Eine Frau kann eine treulose Freundin finden, aber auch eine gelangweilte. Eine vornehme Dame von fünfunddreißig Jahren, die sich langweilt und von dem Bedürfnis gequält wird, etwas zu tun, und sei es zu intriguieren, die mißvergnügt über die Lauheit ihres Geliebten und ohne Aussicht auf eine neue Liebe ist, weiß nicht, was sie aus ungestümer Tatenlust anfangen soll. Sie hat keine andere Zerstreuung, als Anfälle schlechter Laune, und kann sehr leicht eine Beschäftigung, das heißt ein Vergnügen, einen Daseinszweck darin finden, einer wahren Leidenschaft verderblich zu werden, einer Leidenschaft, die ein Unbedachter für eine andere hegt, während ihr eigener Geliebter an ihrer Seite eingeschlafen ist.

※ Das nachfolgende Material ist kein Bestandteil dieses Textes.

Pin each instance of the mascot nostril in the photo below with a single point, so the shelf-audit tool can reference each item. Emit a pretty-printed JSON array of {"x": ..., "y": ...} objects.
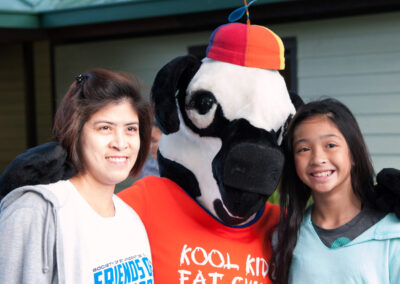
[
  {"x": 254, "y": 168},
  {"x": 202, "y": 101}
]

Das ist der einzige Fall, wo Haß Glück bereitet, weil er für Arbeit und Beschäftigung sorgt.

Anfangs verleiht das Vergnügen, überhaupt etwas zu tun, dieser Beschäftigung Reiz; dann, sobald sie in der Gesellschaft Argwohn erweckt hat, verleiht der Ehrgeiz ihr den Kitzel. Die Eifersucht auf eine Freundin verwandelt sich in Haß gegen ihren Geliebten. Wie könnte sonst eine Frau auch einen Mann, den sie nie gesehen hat, bis zur Wut hassen? Sie hütet sich, den Neid einzugestehen, denn zuvor müßte sie den Wert der anderen anerkennen. Es gibt Schmeichler, die sich nur dadurch bei Hofe behaupten, daß sie die gute Freundin lächerlich machen.


Empfohlene Zitierweise:
Stendhal übersetzt von Arthur Schurig: Über die Liebe (De l’Amour). Leipzig 1903, Seite 101. Digitale Volltext-Ausgabe bei Wikisource, URL: https://de.wikisource.org/w/index.php?title=Seite:Ueber_die_Liebe_101.jpg&oldid=- (Version vom 1.8.2018)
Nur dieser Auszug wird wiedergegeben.